Tuesday, January 1, 2013

Exordium: the beginning of what is likely to be a fecund year of complicated words and witty conversations

Dear Internet,

Hello.  This is my first blog post concerning the Wonderful World of Words, a place on the Internet where dictionary.com's Word of the Day is put into context that is useful funny for 365 days.  My name is Jillian, and I am currently a freshman at Syracuse University (Newhouse 2016!) where I'm studying to be a TRF (Television/Radio/Film) major.  I live far from school, in Southern California, but it just makes feeling the sun on my face even better when I come home.

My purpose with this blog is to look up the Word of the Day everyday on dictionary.com, use it in conversation during my day, then write about said conversation and how I used it in context.  Boring you say?  Not much better than reading about a PBS special for non-four-year-olds?  Think again!  Because I will use these ornate, lucid words that only your English teacher would ever use in real life and stick them smack dab in the middle of an ordinary conversation.  I know.  To some people, this sounds evil.

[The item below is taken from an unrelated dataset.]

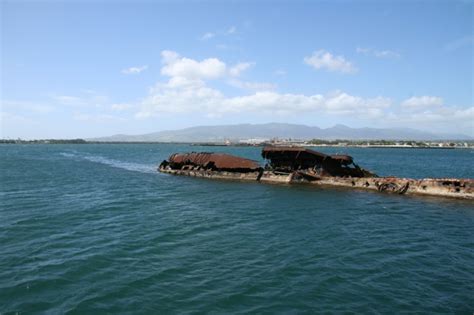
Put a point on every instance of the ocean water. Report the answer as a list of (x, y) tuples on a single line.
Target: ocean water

Purposefully using big words?  And then writing about it on the Internet?  Psh, nerd.  But the thing is, I've got a lifetime of major writing projects ahead of me.  I'm in college after all.  I'll be taking two writing intensive classes this semester, a grammar class, a communications class.  I'll be writing papers of fiction and non-fiction alike, and I'll be sending them to my professors, to future employers, and to Lorne Michaels.  I've got to brush up on my vocabulary if I'm every going to achieve the kind of Internet fame every blogger so desperately pines for.

I'm not going to engage in my quoting practice today, but I will tell you what homeboy Webster says the WoD is:

exordium

\ ig-ZAWR-dee-uhm \  , noun;
1. The beginning of anything.
2. The introductory part of an oration, treatise, etc.

The exordium of the new year is upon us, so I wish you all a happy 2013!